Meat/fish/chicken, potato, hors-d'oeuvres, squash and root veggies
Say breakfast, you can stick bacon/sausage and breakfast potato [patty, tot, hashbrown, whatever] in there and not worry about it while you prepare eggs, coffee, toast, jam, OJ, etc. Just scoop them onto your plate when everything else is ready.
Lunch - dog/brat/burger and fries or asparagus spears/squash planks/mozz sticks/whatever. Usually close to ready to eat by the time you get your utensils, condiments, drink, place setting, etc.
Dinner - pork chop/chicken breast/country fried steak. Usually, make mashed potatoes or rice on stove top with this type of entree.
I use it quite a bit, but would probably use it more except I also have a convection microwave.

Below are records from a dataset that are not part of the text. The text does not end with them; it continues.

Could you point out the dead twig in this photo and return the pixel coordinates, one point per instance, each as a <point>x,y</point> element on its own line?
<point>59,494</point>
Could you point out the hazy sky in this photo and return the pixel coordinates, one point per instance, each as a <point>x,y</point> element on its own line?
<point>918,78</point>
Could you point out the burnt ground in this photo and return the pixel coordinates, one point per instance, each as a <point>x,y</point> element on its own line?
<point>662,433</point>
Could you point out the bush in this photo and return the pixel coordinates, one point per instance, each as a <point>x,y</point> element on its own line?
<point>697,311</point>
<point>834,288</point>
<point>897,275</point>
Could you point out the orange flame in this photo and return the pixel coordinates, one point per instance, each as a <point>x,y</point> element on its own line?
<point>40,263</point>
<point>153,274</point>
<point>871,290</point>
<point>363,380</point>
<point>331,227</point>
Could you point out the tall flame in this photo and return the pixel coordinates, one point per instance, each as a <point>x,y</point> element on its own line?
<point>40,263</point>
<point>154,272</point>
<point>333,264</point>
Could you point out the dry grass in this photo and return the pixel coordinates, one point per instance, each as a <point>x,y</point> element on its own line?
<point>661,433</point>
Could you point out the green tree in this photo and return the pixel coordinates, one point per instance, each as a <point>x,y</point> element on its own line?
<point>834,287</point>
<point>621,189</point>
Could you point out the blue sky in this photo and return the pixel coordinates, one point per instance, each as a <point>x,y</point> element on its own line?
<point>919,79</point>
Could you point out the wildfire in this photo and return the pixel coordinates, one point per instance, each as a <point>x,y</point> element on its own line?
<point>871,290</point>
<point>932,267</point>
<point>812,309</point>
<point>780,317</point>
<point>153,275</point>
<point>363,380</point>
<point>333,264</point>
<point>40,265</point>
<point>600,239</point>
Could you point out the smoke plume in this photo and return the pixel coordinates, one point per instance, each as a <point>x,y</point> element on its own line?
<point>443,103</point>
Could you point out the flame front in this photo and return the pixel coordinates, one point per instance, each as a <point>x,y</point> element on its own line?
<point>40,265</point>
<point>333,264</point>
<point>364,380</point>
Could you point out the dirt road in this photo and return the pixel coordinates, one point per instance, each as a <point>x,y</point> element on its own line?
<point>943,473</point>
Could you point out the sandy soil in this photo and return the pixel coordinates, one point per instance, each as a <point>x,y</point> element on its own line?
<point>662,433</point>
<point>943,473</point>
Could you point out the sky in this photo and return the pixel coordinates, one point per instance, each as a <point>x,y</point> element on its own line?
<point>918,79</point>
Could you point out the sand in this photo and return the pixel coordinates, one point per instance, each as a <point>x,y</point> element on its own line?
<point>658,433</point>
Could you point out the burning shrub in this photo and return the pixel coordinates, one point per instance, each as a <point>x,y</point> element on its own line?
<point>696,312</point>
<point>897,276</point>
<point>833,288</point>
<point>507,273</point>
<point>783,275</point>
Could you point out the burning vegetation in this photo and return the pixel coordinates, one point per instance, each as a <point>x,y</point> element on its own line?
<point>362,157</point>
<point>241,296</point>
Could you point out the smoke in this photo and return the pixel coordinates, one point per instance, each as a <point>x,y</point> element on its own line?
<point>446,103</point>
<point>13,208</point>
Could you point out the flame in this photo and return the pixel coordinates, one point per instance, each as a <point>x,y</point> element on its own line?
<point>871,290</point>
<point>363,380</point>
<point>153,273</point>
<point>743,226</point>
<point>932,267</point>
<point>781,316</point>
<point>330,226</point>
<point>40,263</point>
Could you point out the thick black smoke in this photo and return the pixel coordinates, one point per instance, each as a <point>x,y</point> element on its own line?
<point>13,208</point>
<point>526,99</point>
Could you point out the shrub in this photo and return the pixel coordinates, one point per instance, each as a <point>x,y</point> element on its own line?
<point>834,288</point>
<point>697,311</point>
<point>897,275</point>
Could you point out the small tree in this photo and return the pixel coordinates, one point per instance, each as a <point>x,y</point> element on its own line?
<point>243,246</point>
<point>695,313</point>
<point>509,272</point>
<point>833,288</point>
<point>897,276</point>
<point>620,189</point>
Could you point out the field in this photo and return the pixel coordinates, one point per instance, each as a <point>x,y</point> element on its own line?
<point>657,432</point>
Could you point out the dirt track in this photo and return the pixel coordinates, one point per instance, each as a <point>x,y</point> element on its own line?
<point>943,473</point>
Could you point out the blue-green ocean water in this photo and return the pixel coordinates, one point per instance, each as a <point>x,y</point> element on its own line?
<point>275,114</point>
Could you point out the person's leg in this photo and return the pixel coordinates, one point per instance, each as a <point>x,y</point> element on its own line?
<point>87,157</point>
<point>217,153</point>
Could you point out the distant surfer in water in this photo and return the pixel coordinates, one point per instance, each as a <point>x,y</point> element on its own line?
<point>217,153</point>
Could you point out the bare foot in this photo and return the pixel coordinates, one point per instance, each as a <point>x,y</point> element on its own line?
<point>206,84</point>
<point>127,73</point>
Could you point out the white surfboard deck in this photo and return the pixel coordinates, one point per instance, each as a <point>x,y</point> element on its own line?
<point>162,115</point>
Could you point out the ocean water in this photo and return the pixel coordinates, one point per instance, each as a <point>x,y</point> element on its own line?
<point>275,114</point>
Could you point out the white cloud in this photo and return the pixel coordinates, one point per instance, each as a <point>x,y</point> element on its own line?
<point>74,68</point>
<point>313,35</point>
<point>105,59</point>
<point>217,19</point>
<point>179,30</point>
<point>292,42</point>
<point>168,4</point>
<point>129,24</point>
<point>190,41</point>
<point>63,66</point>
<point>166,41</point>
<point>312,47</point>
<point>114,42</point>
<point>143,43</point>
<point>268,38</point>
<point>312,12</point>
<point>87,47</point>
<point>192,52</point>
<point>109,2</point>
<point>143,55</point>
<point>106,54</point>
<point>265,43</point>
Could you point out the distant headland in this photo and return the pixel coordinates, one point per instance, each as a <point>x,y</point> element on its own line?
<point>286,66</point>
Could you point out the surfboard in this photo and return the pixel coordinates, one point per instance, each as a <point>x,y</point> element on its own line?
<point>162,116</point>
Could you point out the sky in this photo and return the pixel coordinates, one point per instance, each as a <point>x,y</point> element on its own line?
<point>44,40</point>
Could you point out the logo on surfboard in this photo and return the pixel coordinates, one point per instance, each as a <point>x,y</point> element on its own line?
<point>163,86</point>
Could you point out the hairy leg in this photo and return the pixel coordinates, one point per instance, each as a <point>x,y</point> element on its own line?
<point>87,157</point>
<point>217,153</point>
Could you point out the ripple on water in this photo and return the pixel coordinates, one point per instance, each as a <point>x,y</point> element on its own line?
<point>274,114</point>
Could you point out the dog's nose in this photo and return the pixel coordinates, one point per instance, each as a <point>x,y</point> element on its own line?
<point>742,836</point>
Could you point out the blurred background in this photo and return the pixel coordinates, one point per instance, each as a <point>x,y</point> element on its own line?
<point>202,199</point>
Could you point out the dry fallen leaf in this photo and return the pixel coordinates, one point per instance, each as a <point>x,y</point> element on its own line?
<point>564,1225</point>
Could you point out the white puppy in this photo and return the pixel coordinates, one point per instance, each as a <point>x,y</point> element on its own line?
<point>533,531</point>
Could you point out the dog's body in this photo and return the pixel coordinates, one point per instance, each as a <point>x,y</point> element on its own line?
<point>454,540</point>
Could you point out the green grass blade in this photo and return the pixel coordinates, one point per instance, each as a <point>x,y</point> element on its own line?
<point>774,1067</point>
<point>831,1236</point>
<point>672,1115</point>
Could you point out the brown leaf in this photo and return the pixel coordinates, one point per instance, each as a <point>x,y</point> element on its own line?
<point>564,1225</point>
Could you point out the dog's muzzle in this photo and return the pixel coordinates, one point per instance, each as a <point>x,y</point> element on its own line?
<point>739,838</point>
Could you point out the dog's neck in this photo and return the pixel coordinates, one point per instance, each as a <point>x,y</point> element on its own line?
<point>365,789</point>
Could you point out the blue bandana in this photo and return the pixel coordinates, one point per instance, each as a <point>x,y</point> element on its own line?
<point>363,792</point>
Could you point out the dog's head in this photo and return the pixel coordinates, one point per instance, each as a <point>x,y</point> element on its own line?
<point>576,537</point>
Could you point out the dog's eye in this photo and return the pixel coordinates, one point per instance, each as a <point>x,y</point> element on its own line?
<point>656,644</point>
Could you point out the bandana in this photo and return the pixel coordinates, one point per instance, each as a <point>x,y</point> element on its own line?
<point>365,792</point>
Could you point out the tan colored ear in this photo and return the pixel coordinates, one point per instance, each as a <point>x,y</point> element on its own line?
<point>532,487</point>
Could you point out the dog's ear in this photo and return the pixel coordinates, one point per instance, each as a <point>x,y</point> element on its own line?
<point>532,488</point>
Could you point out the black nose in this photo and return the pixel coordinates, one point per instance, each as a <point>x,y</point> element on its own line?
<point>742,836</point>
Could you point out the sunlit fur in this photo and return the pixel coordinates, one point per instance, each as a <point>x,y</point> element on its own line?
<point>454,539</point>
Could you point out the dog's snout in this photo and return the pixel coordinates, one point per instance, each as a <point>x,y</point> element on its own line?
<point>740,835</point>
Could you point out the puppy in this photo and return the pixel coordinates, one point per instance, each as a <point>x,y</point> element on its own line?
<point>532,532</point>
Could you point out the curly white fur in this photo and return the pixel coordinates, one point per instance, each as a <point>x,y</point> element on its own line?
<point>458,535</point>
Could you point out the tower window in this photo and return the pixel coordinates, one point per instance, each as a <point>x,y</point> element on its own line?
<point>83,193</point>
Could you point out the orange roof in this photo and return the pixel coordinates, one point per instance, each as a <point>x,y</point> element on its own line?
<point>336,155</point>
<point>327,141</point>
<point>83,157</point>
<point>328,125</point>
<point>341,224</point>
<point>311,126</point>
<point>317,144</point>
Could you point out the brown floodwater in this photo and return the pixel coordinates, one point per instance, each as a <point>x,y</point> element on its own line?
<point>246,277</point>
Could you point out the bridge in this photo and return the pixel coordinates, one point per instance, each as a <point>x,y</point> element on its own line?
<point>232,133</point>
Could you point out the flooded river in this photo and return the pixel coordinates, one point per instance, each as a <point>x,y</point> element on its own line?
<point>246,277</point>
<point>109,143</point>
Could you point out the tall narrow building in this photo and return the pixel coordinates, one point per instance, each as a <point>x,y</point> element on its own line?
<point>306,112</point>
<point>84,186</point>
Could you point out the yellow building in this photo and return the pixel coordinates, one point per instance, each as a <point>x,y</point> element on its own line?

It uses a bunch of fancy sensors to do most of what the Flavorwave does, plus heat the water content with the microwave part. That one is REALLY good for baked potatoes. Put a little olive oil and salt on the outside, and it's done to perfection [even a big Russet] in 20 minutes.
I don't use the Flavorwave for wet/sticky stuff or stuff you slow cook. Pot Roast, beans, chili, go in crockpot. Pasta and rice go in rice cooker. Bread, cookies and cakes still go in the oven. Steaks go in sous vide.